Auszug aus dem Buch: „Schlussakkord Deutschland: Wie die Politik unsere Sicherheit gefährdet und die Polizei im Stich lässt“, für 9,99 € hier zu kaufen

Autor: Axel Hemmerling (MDR-Redakteur)

»Waschen! Waschen! Hier gibt es nur einen großen Waschsalon! In Deutschland gibt es nur einen großen Waschsalon!« Deutschland ist ein riesiger Waschsalon – ein wahres Geldwäscheparadies − der Mafia. Genauer: der kalabrischen ’Ndrangheta – der mächtigsten kriminellen Mafia-Organisation weltweit. Das Telefonat wird zwischen 2013 und 2014 mitgehört − von italienischen Sicherheitsbehörden.

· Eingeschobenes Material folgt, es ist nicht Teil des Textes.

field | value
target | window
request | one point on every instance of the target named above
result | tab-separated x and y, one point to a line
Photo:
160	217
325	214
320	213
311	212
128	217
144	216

Ungeniert unterhalten sich drei Männer des berüchtigten Farao-Marin­cola-Clans über ihr deutsches Operationsgebiet. Die Telefonüberwa­chung war Bestandteil einer der größten Anti-Mafia-Operationen der vergangenen Jahre. Anfang Januar 2018 werden 186 Personen verhaftet: 169 in Italien und 13 in Deutschland. Rund 50 Millionen Euro werden beschlagnahmt.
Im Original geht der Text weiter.